Might be that DevOps is still pretty young, I believe in the future we can expect many more toolings to lower the barrier of entry.
Even though I've developed some familiarity with tools like docker & k8s along with cloud platforms. I've been managing the whole CI/CD pipeline of a MERNstack-based project recently. But I don't think I've learned something very useful which could benefit me for years in the sense of career development. I think "Ops" is just a set of tools that any dev could learn anytime and get used to it.
I think that it isn't just a set of tools, but a set of mindsets and experience patterns. Ops people spend a lot of time thinking about stability, persistence, and safety, and that's not always something that we reward in developers.
Just as devs learn patterns for how to build and architect systems that don't take up too much memory or have message collisions, ops folks learn about patterns of storage, single points of mechanical or network failure, or overusage threat profiles.

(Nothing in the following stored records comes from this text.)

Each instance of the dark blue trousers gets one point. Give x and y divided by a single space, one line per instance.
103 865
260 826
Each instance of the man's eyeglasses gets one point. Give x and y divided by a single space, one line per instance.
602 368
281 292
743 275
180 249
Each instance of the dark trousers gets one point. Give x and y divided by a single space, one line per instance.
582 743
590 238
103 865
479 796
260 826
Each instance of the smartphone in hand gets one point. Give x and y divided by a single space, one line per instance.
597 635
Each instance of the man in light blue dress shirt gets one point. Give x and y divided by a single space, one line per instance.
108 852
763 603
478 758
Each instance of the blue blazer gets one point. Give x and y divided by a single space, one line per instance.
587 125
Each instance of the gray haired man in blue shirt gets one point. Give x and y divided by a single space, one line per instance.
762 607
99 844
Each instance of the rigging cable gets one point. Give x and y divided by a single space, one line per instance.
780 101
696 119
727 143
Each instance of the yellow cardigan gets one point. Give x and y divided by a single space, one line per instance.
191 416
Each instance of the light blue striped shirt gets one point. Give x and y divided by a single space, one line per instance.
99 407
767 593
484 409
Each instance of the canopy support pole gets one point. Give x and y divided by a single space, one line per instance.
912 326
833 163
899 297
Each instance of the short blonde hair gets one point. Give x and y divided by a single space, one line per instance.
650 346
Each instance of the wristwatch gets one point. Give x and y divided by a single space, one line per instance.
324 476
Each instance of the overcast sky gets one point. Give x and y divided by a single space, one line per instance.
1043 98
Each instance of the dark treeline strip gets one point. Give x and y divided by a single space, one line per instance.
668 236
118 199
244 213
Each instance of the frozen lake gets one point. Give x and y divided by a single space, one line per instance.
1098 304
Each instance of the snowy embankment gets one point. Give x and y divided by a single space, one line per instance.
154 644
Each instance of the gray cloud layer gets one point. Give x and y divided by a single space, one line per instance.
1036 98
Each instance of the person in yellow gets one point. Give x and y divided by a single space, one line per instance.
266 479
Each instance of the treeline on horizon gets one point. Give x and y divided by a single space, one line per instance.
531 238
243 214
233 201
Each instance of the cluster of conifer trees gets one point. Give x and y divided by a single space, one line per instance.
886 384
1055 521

There are no programming techniques or logic behind managing cloud infrastructure and resources. Anyone who has some familiarity with systems can easily learn these sets of tools, follow good practices, and manage "Ops".
I tend to beg to differ on this. Infrastructure as code is a well-known pattern that you can apply almost every programming technique for managing your infrastructure. I agree that any dev can learn the tools, though.
All said, I don't mind learning more about it. Maybe I will feel better if I learn more about CS fundamentals. But if I have to specialize, I won't choose this as career.
It indeed takes a lot of time but everything takes a lot of time to learn. But every journey starts with a first step.
I’d add these reasons to your list:
I totally get the risk factor. While application programming can be risky, it's usually much easier to rollback or fix. I might be old-school but I believe that at least senior devs should be familiar with the DevOps concept. After all, it's a pretty new domain that was rose by developers.
Yep, totally agree. And with the advent of “infrastructure as code” (like Terraform and similar) and containerization, hopefully the ease of rollback and risk factor/etc. will reduce over time, making it seem less “risky.”
Not afraid of it. It just doesn't click with me as a developer.
My favorite things are building sites, little apps, and games.
My least favorite things around those spaces are setting up security, databases, and or setting up configurations. Once I get docker set up and it works, I want to go back to what I love doing - frontend dev.